Why Federated Learning?
Federated learning still requires careful implementation to ensure that patient data is kept secure. But it has the potential to tackle some of the challenges faced by approaches that require the pooling of sensitive clinical data.
For federated learning, clinical data doesn’t need to be taken outside an institution’s own security measures. Every participant keeps control of its own clinical data.
As this makes it harder to extract sensitive patient information, federated learning opens up the possibility for teams to build larger, more diverse datasets for training their AI algorithms.
Implementing a federated learning approach also encourages different hospitals, healthcare institutions and research centers to collaborate on building a model that could benefit them all.
How Federated Learning Can Transform Industries
Federated learning could revolutionize how AI models are trained, with the benefits also filtering out into the wider healthcare ecosystem.
Larger hospital networks would be able to work better together and benefit from access to secure, cross-institutional data. While smaller community and rural hospitals would enjoy access to expert-level AI algorithms.
It could bring AI to the point of care, enabling large volumes of diverse data from across different organizations to be included in model development, while complying with local governance of the clinical data.
Clinicians would have access to more robust AI algorithms, based on data that represents a wider demographic of patients for a particular clinical area or from rare cases that they would not have come across locally. They’d also be able to contribute back to the continued training of these algorithms whenever they disagreed with the outputs.

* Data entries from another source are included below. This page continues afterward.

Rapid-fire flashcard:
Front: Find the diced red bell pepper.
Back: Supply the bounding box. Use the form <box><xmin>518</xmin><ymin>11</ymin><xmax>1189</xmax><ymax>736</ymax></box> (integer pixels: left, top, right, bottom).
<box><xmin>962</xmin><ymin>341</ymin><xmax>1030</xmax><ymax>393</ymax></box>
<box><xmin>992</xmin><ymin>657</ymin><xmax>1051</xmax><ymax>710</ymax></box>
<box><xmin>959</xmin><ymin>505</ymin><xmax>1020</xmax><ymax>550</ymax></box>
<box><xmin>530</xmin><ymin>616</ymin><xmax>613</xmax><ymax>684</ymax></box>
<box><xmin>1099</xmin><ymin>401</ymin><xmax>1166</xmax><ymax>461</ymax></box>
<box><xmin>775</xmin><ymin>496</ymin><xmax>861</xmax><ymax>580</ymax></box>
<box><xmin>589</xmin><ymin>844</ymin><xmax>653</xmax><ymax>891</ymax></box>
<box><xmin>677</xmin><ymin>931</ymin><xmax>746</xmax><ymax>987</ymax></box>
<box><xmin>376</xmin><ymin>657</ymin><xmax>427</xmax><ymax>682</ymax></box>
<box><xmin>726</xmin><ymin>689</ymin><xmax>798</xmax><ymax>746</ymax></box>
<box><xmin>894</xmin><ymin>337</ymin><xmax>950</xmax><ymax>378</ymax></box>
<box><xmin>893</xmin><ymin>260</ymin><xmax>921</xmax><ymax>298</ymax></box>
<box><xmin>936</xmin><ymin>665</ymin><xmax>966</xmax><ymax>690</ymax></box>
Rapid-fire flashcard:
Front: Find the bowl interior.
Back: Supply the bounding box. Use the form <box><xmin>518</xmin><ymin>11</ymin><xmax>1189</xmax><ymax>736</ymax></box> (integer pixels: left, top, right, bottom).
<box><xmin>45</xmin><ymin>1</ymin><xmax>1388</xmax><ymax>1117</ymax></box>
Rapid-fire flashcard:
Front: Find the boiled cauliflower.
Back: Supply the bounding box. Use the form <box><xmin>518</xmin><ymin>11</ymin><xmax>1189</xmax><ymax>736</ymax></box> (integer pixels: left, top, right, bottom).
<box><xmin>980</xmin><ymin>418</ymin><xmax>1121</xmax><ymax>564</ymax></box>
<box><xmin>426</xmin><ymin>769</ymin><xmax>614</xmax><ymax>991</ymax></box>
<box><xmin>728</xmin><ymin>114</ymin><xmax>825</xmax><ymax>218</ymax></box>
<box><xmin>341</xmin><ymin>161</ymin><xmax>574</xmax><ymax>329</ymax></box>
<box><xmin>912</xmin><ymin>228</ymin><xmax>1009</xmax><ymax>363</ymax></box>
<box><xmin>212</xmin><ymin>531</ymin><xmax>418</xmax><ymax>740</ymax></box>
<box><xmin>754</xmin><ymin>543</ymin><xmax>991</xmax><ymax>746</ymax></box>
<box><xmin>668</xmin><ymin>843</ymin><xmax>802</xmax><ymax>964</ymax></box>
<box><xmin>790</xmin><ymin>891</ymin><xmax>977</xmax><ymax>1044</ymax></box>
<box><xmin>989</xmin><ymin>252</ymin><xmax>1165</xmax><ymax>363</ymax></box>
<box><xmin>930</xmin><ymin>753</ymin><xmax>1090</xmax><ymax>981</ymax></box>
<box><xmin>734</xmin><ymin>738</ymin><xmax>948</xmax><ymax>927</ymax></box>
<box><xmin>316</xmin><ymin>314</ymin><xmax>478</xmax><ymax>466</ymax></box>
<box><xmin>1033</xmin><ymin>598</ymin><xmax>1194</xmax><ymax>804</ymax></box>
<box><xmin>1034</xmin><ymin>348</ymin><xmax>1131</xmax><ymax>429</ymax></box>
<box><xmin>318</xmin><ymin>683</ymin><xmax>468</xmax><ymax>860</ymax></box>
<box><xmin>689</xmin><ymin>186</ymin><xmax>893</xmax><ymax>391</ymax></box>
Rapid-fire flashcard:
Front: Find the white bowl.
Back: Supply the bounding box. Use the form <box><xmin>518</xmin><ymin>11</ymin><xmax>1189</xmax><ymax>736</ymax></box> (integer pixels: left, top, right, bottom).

Healthcare startups could bring cutting-edge innovations to market faster, thanks to a secure approach to learning from more diverse algorithms.
Meanwhile, research institutions would be able to direct their work toward actual clinical needs, based on a wide variety of real-world data, rather than the limited supply of open datasets.
Large-scale federated learning projects are now starting, hoping to improve drug discovery and bring AI benefits to the point of care.
MELLODDY, a drug-discovery consortium based in the U.K., aims to demonstrate how federated learning techniques could give pharmaceutical partners the best of both worlds: the ability to leverage the world’s largest collaborative drug compound dataset for AI training without sacrificing data privacy.
King’s College London is hoping that its work with federated learning, as part of its London Medical Imaging and Artificial Intelligence Centre for Value-Based Healthcare project, could lead to breakthroughs in classifying stroke and neurological impairments, determining the underlying causes of cancers, and recommending the best treatment for patients.
In the context of financial services, federated learning can be applied to train a model using data from several banks to estimate individual transaction risk scores while keeping personal information locally at the banks.
Fraud detection is an important federated learning use case for banking and insurance. Institutions can harness data from user accounts and fraud cases to create better fraud-detection models without sacrificing user data privacy.
This can be challenging without federated learning, considering data privacy protection laws such as the EU’s GRPR, China’s PIPL and the recent EU AI Act, which prohibits cross-border data sharing. With federated learning, financial institutions can comply with these laws and regulations while using rich, private datasets for better, safer outcomes.
NVFlare can be used with XGBoost and Kaggle’s Credit Card Fraud Detection dataset for securing credit card transactions and with graph neural networks (GNNs) for financial transaction classification.
Federated learning is also applicable in use cases such as federated data analytics on edge medical devices, cross-board data training with autonomous vehicle models and drug discovery. Driven by data privacy regulations, the need to build better models with more private data, as well as the generative AI boom, the adoption of federal learning is accelerating.